Recursively count lines of code, excluding empty lines and comments

PowerShell, 47 46 bytes

ls *.sh -r|gc|%{$o+=!($_-match'^\s*(#|$)')};$o

Try it online! (will always return 0 since there aren't any files)

Try it online! (here's a link that populates a dummy file so you can see the process)

-1 byte thanks to Neil

ls is alias for Get-ChildItem, specifying *.sh with the -recurse parameter, then we get-content of files. For each of those lines |%{...}, we accumulate into our $output a one if the Boolean !(...) statement is truthy. Inside the statement is a simple regex -match against the whitespace-only/comment/blank lines. Finally we leave $o on the pipeline.

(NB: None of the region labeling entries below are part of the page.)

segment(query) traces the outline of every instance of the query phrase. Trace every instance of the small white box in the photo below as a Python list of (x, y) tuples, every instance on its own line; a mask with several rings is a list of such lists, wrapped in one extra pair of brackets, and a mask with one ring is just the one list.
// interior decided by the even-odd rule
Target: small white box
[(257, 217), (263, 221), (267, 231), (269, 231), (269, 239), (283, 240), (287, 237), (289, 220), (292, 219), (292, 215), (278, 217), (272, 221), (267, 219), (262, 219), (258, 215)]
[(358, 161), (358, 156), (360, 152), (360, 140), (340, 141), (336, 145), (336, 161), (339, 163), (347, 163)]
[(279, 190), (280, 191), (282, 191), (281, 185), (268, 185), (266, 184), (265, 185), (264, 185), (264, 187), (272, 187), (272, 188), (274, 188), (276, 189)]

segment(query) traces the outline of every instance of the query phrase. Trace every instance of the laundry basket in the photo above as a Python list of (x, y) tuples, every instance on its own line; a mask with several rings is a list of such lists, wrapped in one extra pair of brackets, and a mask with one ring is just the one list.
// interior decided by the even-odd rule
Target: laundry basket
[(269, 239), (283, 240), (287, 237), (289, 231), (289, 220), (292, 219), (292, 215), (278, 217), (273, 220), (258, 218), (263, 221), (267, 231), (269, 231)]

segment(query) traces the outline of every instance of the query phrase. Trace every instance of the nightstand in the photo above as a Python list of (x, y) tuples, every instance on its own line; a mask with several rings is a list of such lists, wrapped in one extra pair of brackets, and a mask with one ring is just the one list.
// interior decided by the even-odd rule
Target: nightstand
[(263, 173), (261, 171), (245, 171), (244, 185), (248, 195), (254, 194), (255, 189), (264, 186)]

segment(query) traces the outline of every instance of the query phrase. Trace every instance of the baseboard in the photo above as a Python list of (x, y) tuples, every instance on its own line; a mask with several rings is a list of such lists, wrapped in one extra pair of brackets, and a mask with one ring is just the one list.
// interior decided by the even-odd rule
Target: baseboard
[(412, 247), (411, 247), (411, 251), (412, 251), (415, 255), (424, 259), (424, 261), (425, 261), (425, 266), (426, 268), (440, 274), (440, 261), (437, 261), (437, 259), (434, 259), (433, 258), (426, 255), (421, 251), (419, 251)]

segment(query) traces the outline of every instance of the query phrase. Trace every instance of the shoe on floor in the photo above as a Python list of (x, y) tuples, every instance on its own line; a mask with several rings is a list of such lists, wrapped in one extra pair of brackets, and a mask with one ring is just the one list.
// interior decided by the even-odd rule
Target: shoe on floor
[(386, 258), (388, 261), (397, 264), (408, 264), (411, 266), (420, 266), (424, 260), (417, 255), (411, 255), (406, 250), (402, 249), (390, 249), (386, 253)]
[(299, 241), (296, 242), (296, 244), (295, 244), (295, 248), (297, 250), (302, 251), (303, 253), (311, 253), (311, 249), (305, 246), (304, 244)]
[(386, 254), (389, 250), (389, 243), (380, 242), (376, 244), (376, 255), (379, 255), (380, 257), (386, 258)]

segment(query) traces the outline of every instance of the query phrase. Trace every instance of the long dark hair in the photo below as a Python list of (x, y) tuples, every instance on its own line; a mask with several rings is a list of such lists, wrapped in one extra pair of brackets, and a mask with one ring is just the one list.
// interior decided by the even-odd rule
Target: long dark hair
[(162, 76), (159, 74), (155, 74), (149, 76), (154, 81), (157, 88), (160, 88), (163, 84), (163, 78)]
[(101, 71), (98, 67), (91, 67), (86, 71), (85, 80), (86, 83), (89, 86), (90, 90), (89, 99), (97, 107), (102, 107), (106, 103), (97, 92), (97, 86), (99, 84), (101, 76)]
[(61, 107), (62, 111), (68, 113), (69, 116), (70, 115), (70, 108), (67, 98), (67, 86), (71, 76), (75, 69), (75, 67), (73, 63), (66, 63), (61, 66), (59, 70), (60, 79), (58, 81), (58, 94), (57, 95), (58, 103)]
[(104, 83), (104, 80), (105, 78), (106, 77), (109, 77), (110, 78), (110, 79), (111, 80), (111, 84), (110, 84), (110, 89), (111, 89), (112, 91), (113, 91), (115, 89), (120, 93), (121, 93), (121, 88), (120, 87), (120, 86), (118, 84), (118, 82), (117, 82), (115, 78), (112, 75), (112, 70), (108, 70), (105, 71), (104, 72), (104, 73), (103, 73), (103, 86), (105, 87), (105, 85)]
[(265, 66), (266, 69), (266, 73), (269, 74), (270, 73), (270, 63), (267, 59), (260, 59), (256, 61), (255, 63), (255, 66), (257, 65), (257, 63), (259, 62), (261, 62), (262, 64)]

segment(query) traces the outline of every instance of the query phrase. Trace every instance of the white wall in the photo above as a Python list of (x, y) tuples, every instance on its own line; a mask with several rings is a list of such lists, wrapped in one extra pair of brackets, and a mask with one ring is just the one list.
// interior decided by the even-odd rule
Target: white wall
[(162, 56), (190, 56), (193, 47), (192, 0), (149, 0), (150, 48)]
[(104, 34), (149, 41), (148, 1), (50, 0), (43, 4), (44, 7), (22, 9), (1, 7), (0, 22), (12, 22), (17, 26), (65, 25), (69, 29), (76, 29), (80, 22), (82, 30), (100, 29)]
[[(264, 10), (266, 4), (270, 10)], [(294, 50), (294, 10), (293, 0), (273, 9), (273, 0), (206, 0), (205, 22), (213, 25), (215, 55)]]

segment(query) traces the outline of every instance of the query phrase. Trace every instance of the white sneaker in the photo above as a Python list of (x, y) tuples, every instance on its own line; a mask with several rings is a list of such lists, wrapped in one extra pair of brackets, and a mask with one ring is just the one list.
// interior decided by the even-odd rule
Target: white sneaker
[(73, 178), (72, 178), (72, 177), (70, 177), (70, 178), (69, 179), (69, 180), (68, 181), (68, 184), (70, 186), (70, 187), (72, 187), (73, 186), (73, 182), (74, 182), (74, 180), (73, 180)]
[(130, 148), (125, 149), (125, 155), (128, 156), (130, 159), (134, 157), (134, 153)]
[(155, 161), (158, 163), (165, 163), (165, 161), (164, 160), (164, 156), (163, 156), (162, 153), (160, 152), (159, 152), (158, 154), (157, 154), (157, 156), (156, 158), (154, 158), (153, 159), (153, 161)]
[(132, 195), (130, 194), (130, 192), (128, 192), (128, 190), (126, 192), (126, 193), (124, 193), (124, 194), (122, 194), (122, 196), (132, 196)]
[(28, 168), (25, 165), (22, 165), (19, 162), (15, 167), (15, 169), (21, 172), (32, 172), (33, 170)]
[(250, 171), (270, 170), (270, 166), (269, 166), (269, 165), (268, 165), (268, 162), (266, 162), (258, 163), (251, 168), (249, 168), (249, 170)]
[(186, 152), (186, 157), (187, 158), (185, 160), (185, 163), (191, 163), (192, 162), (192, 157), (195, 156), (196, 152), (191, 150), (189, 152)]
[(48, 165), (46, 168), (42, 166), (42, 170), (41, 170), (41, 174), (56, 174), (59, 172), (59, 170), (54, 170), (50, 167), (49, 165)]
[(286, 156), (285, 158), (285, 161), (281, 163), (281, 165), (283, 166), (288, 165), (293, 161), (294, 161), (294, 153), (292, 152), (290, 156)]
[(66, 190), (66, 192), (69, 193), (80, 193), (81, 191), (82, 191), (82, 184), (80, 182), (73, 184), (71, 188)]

The implicit Write-Output that happens at program completion adds a trailing newline, but that shouldn't matter in this case because the variable $o itself doesn't have a trailing newline nor does the actual return variable. It's a quirk of the shell, not a quirk of the program. For example, saving this to a script and executing that script in a pipeline will not have a newline.


Powershell 3+, 40 byte

(ls *.sh -r|sls '^\s*(#|$)' -a -n).Count

ls *.sh -r gets a file names from the directory tree. sls (alias for Select-String) gets all strings (-a is shortcut for -AllMatches) that not mathces (-n is alias for -NotMatch) to the pattern '^\s*(#|$)'.


R, 70 64 bytes

sum(!grepl("^(#|$)",unlist(lapply(dir(,".sh$",r=T),readLines))))

Explanation:

The dir function has the recursive flag set.

readLines returns the lines of a file in a vector, which are then flattened with unlist.